No país do défice, da tanga e da crise, pedem-me que reporte algo sobre o estado da economia e das PME. Ora bem o que se me oferece constatar é que vivemos numa fraude nada inocente.

 

Contam-me pelos media que são as grandes empresas que criam riqueza, que pagam impostos, que inovam. Não discuto essas falácias, antes remeto os seus autores para o último livro do falecido e renomado economista J. K. Galbraith, a quem plagiei o título deste artigo. A sua concepção do futuro da nossa sociedade e do poder efectivo dos gestores das grandes corporações, devia servir ao menos de alerta, ainda que exagerada, para muitos dos perigos para a economia e o Governo que são as corporações sem controlo accionista, e da distinção entre a figura do empresário e empreendedor, do gestor que com poucas acções controla e gere a empresa.
 
Contam-me também pelos media que o deficiente público se está a conter, que baixar os impostos é um disparate, que analisar a Ota é um crime de lesa pátria. Bem podem cantar essa homília, que não é nova. A economia não cresce enquanto não se baixar o défice, e este não baixa enquanto não se reduzir a despesa corrente, e esta não cessa enquanto não se despediram pessoas. É duro, mas é a verdade que se aplicou noutros países e se aplica todos os dias no sector privado.
 
Constato ainda que a quem tem grande dimensão ou é público, tudo ou pelo menos quase é permitido. Não apenas no preconceito contra o empreendedor e depois contra o empresário. Não, refiro-me á interpretação abusiva e aplicação discriccionária de poderes públicos que afectam a geração de valor e inibem o investimento. E nem com as promessas de grande investimento estrangeiro vamos lá.
 
Aqui ao lado em Espanha, a economia continua a crescer. A economia globaliza-se, mas os centros de decisão ficam. O Santander comprou o Abbey National, a Sacyr comprou a terceira construtora francesa, mas a os centros de decisão e o grosso do investimento é nacional. Onde reside essa força, essa armada espanhola: nas grandes empresas apenas: ou na conjugação de grandes empresas concorrenciais mundialmente com um fortíssimo e musculado tecido de PME, que todos os dias crescem e se candidatam a liga das grandes empresas?
 
Mas como vivemos de falácias, de prometer apoios à inovação nas PME e depois vetá-los com pareces de Doutores de gabinete, de querer qualificação e estrangular os privados que actuam no ensino e na formação, e continua o Estado e grandes corporações a funcionar no circuito fechado das agendas e dos mediatismos, que levam á má despesa pública, continuamos mal e ficaremos pior.
 
Longe de Lisboa, no norte, nesse berço da nação e armazém da nossa capacidade produtiva, ainda responsável por quase metade das exportações, as fábricas fecham, o desemprego aumenta, a desertificação de cidades industriais é um cenário de Dickens. Mas como está longe, como não tem lideranças fortes, e como no fundo a política de exportação interessa tanto, que nem a lemos no QREN, nem temos a prometida AICEP, o norte vai continuar votado ao abandono, a região mais pobre de Portugal e das mais pobres da Europa.

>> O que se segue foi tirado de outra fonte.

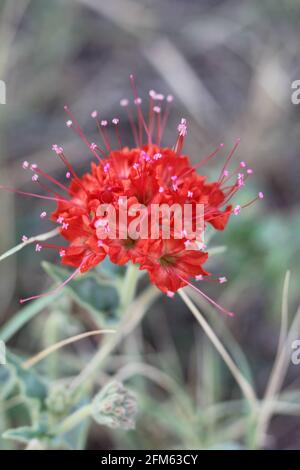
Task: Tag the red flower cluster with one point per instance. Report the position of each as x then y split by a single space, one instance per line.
146 174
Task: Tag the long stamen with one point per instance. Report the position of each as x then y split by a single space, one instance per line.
141 121
80 132
211 301
115 122
23 193
125 104
77 271
229 158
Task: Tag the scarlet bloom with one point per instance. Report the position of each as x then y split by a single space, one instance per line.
146 174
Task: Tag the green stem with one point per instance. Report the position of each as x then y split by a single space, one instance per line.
129 286
132 317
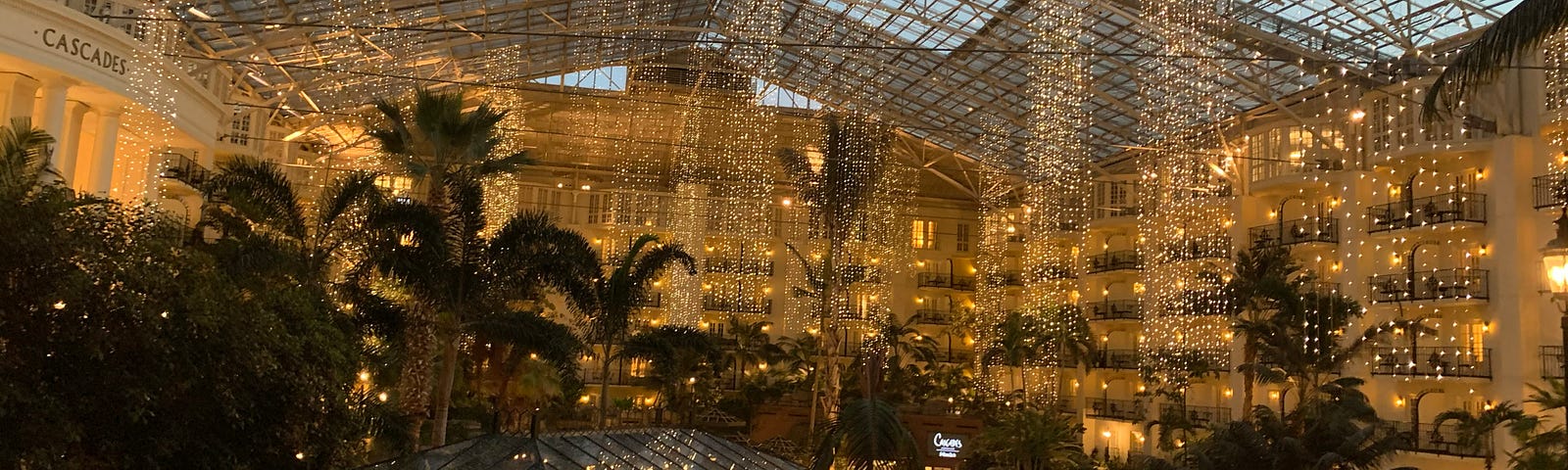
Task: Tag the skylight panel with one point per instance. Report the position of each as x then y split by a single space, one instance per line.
917 21
611 78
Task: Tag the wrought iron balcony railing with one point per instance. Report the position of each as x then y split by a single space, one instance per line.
1296 232
933 317
758 306
1120 309
1123 359
1442 209
1432 360
1432 439
739 266
1200 415
1113 260
1115 409
1551 362
1431 286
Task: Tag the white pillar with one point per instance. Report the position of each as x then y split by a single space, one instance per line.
70 145
20 91
102 164
52 119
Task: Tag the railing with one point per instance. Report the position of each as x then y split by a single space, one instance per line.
1113 212
1200 415
1431 360
1123 359
1115 409
1212 247
1442 209
1431 286
1296 232
1434 439
1113 260
739 266
933 279
1551 362
1123 309
1051 273
1551 190
933 317
184 169
737 306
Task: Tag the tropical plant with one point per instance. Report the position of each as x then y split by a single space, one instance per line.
1335 427
1032 439
451 274
99 298
1501 46
682 364
616 295
836 190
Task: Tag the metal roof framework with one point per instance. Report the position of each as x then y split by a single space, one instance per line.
943 70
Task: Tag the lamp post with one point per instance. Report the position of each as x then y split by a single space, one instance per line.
1554 256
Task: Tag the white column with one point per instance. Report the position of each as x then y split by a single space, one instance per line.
52 119
70 145
102 164
20 91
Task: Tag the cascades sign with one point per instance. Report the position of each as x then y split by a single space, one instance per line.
948 446
82 49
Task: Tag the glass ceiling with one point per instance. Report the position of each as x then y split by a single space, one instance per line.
943 70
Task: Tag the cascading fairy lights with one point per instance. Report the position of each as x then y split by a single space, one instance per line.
1055 176
1186 219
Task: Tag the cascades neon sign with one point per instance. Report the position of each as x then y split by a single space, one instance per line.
948 446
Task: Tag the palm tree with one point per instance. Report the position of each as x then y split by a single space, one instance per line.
25 153
1502 44
836 193
435 140
682 362
452 274
1034 439
1264 276
753 347
1476 431
618 295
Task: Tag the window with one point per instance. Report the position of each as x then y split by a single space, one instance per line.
924 234
963 239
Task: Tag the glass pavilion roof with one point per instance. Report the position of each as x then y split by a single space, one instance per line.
948 70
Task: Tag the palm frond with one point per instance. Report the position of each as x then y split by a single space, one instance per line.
1501 46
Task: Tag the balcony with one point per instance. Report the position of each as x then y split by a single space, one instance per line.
1442 209
1432 439
1121 359
739 266
1431 286
1296 232
1115 409
184 169
1551 362
933 317
1429 360
1201 415
757 306
1211 247
1113 260
1121 309
1551 190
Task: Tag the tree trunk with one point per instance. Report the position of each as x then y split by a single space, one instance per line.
604 386
449 373
1249 378
415 380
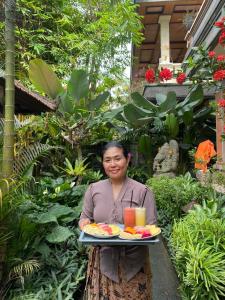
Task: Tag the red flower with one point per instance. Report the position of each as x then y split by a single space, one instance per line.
220 23
165 74
211 54
181 78
150 75
221 57
222 38
221 103
219 75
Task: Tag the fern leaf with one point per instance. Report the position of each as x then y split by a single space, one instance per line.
26 159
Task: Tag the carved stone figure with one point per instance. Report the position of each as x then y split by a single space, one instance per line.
166 160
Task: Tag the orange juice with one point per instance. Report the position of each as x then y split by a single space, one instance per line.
129 216
140 216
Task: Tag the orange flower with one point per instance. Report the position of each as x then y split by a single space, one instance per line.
204 153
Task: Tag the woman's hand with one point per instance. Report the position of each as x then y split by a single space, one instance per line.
84 222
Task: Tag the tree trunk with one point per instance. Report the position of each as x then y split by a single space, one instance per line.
8 138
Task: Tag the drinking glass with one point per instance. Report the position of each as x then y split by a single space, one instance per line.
129 216
140 216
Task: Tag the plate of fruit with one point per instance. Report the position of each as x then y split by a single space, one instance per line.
102 230
139 232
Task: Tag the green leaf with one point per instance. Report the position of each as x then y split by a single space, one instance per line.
169 103
145 145
98 101
110 115
132 113
44 78
46 218
59 234
160 98
43 248
172 125
202 113
78 85
66 104
140 101
188 117
60 210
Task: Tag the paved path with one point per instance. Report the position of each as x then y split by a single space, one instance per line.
165 281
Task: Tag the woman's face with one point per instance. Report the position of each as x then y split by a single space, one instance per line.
115 163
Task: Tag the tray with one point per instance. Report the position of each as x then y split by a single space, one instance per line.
90 240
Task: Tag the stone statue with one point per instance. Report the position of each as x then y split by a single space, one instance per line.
166 160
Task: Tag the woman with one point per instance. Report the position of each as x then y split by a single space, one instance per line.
119 272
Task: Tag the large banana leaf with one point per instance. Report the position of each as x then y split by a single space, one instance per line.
194 98
78 85
44 78
145 146
66 104
98 101
172 125
59 234
169 103
25 160
135 115
140 101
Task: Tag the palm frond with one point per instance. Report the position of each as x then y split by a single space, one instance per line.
26 159
17 122
24 268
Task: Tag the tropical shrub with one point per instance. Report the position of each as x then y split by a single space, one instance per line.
171 194
198 246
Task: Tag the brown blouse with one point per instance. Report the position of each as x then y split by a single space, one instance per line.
100 207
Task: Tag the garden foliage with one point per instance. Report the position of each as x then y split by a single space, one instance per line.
198 245
171 194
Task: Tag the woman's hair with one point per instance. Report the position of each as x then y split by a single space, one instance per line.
117 145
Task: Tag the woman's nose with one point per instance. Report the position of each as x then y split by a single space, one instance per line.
112 162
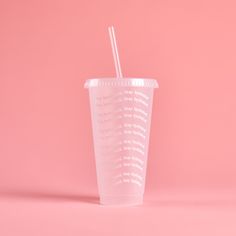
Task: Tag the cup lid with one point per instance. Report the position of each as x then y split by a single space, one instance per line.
122 82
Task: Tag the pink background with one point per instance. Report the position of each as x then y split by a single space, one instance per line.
49 48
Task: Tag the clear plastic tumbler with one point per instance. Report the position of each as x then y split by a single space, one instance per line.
121 117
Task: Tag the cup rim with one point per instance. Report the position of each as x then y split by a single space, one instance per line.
121 82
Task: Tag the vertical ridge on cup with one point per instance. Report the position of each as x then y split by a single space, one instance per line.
121 118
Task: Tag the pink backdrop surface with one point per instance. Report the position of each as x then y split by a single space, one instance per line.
49 48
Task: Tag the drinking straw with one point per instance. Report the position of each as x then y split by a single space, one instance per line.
115 52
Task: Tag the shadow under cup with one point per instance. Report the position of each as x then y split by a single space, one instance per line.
121 117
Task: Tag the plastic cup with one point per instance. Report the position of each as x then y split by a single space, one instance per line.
121 117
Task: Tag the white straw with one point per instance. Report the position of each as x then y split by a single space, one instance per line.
115 52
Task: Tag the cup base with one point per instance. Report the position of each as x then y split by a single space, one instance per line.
129 200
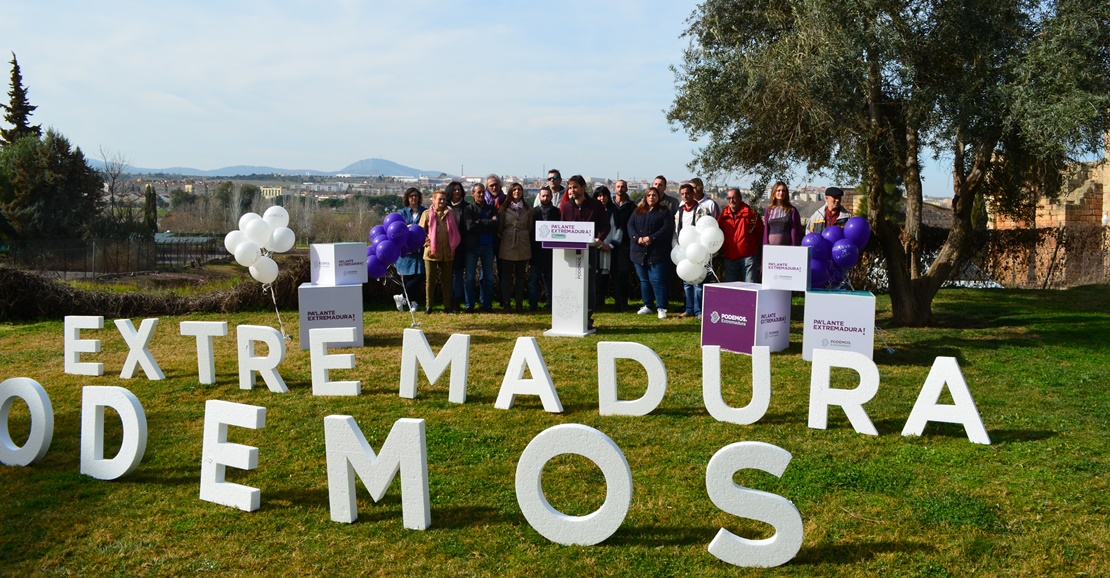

E, numa região com três universidades de referência e com uma densa malha de PMEs, como é possível que o paradigma não seja invertido? Mais, como é plausível aceitar hoje, quase quarenta anos depois da morte do Salazar - que me diziam ter cultivado propositadamente a ignorância do povo e o ter condenado á emigração - voltarmos a ter fenómenos de emigração em massa, vendendo barato aquele que é o recurso mais importante dos países que se querem desenvolvidos: a sua população.
 
A verdade, é que trinta e três anos de democracia instalaram um ensino medíocre e uma orientação pública da qualificação com os resultados que se conhecem: 50% da mão-de-obra tem menos que o primeiro ciclo do ensino básico e setenta por cento não concluíram o secundário. Como ao ditador não podemos imputar as últimas três décadas, quem explica e assume o desperdício, a desorientação e a politização estatizante de que temos vindo a sofre na qualificação?
 
Se calhar explicamos que é por causa da falta de visão ou da qualificação dos empresários das nossas PME, a explicação oficiosa e mediática que se vende bem nas faculdades e os seus modelos da grande empresa.
 
Mas podemos e devemos encontrar outras explicações: quanto custa uma escola secundária? O que produz? Quanto custa um centro de formação? O que produz? Qual o custo hora de dirigentes e formadores do sistema público? Quais a remunerações acumuladas? Não vejam nisto inveja, vejam nisto provocação, o sistema público não pode ser ineficaz e custar muito mais do que o privado.
 
E podemos insistir: quanto receberam as multinacionais no terceiro quadro comunitário de apoio para supostamente qualificar os seus postos de trabalho? Que formação, com fundos europeus fizeram? Com que resultados? Com que auditorias?
 
Pois, é que quando se diz que as PME não apostam na qualificação e na inovação, essa mentira inocente peca por esquecer que elas não têm o cheque fundos europeus, descontável por qualquer multinacional, daquelas que exploram e ameaçam sair. Se isto for mentira, desafiem-se as autoridades a revelar quais os resultados dessa formação, que consumiu centenas de milhões de euros, e que é suposto duvidar que tenha sequer ocorrido, a julgar pelas baixíssimas qualificações e competências dos desertos que deixam quando fecham e “deslocalizam”, essa linda expressão de eutanásia nacional paga por todos nós.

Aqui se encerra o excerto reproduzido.